Kenaikan Rp 1.000 per liter tak akan menambah jumlah warga miskin dibanding apabila kenaikan dipaksakan Rp 1.500 per liter. “Karena orang miskin memakai minyak tanah yang harganya tidak dinaikkan,” kata Anggito di Kantor Kementerian Keuangan, Selasa, 20 Maret 2012.
Dari hitungannya, kenaikan harga bensin Rp 1.000 hanya mengerek inflasi 2 persen. Besaran ini, menurut dia, lebih rendah ketimbang prediksi pemerintah sebesar 2,23 persen.
“Inflasi 2 persen tidak menghambat ekspansi,” katanya.
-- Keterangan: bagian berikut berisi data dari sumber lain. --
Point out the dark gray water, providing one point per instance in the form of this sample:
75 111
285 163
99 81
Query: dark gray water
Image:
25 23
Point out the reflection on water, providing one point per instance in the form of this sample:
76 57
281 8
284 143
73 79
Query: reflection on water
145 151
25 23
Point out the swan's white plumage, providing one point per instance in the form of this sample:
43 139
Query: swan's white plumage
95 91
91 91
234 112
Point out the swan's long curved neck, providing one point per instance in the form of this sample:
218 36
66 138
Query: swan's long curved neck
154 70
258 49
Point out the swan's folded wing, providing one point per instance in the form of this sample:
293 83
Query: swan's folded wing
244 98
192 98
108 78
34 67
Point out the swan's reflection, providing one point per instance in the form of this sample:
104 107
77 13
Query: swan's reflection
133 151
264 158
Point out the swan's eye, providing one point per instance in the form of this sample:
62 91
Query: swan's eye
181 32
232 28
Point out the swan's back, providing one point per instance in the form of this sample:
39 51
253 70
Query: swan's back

Kenaikan Rp 1.000 atau 22 persen, Anggito menambahkan, tidak akan merusak daya beli masyarakat terlampau parah karena kenaikannya di bawah kenaikan pendapatan per kapita yang mencapai 25 persen.
Meskipun demikian, ia tetap mengusulkan adanya pemberian kompensasi berupa bantuan tunai langsung (BLT). Namun besaran yang diusulkan Anggito hanya Rp 10 triliun untuk 18,5 juta keluarga miskin. Jumlah tersebut lebih kecil ketimbang usulan pemerintah Rp 25,6 triliun.
Anggito menilai kompensasi harus diutamakan untuk pembangunan infrastruktur bahan bakar gas dan angkutan umum. Besaran yang diusulkan pengajar Universitas Gadjah Mada itu sebesar Rp 15 triliun lebih tinggi ketimbang usulan pemerintah sebesar Rp 5 triliun.
Tujuan kenaikan harga BBM, menurut dia, tidak sekadar menghemat anggaran dan mengurangi defisit. “Konsumsi BBM juga akan berkurang 0,2 persen,” ujarnya.
Konsumsi BBM tahun lalu mencapai 41,9 miliar liter lebih tinggi dari kuota pemerintah sebesar 40,4 miliar liter. Pada APBN 2012, konsumsi ditetapkan 40 miliar liter. Namun, sekitar 2,5 miliar liter diminta Dewan Perwakilan Rakyat untuk dihemat.